1 Reply Latest reply on Jan 18, 2018 3:20 PM by skoessler RSS
    skoessler Newbie

    Description of complete workflow combining TW Edge, TW Analytics, TW Platform

    Hi everyone,


    I'm currently working on demo case where I want to show how ThingWorx Edge, ThingWorx Analytics and ThingWorx Platform interact with each other. Currently, on the Edge there is a virtual sensor that generates synthetic data and sends it to the platform. I'm also able to use the ThingWorx Analytics server to generate prediction models for the synthetic data and then retrieve the results.

    Let us now come to my actual question:

    What is the recommended way to stream new data from Edge to the Analytics server and then send the results to the Platform to display e.g. the classification of the current data in a mashup?



    Sebastian K.

      • Re: Description of complete workflow combining TW Edge, TW Analytics, TW Platform
        wposner-2 Creator

        Hi Sebastian...


        The prediction model is one part of the process and is based on training (historical) data.  Your predictive model should be created from a large historical dataset and this is what TWX Analytics uses to create predictive scoring results, provided you have accurately identified your trigger(s) which are the attributes in your historical data for which you would like TWX to provide predictive results when you submit new data.    You can also use the predictive model to generate signals, which indicate how predictive your data is.  You can also use the predictive model to generate profiles, which reveal groups of records that over or under perform.   

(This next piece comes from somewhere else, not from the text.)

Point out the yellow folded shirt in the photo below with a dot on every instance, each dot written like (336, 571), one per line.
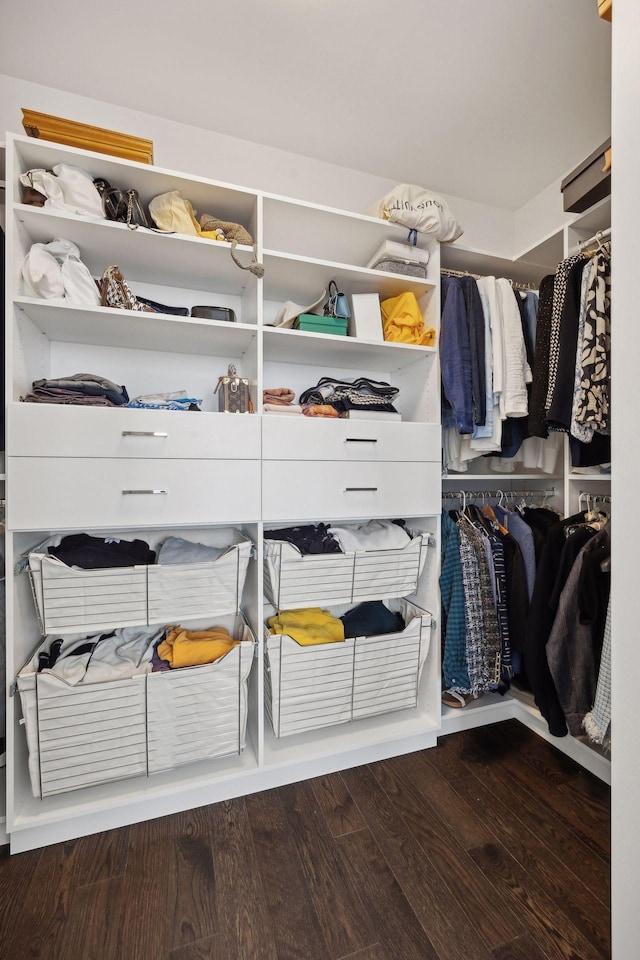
(308, 626)
(402, 321)
(193, 648)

        Once you have a predictive model created based on solid historical data, you can then use new/current data to submit to TWX Analytics for scoring.  


        To get to your actual question, the best way that I have found to achieve what you're looking to do is through the use of a remote thing with logged properties to a value stream.  The value stream will allow you to time series analysis, if necessary.  With the logged properties, you simply create a subscription to the data changed event and then use a service, which you create, to pass your current property values to the Analytics scoring service.  Word of advice, don't submit every property data change for scoring.  Either use the built-in property threshold configuration so that the data changed event is only fired once a certain threshold is exceed, or figure out a if there are specific attributes that, if they exceed a certain standard deviation or some other calculable measurement, THEN you submit your property values for scoring. 


        Scoring does NOT happen instantly so you'll want to make sure you configure things for "Async" execution when you start passing data to the analytics engine for evaluation.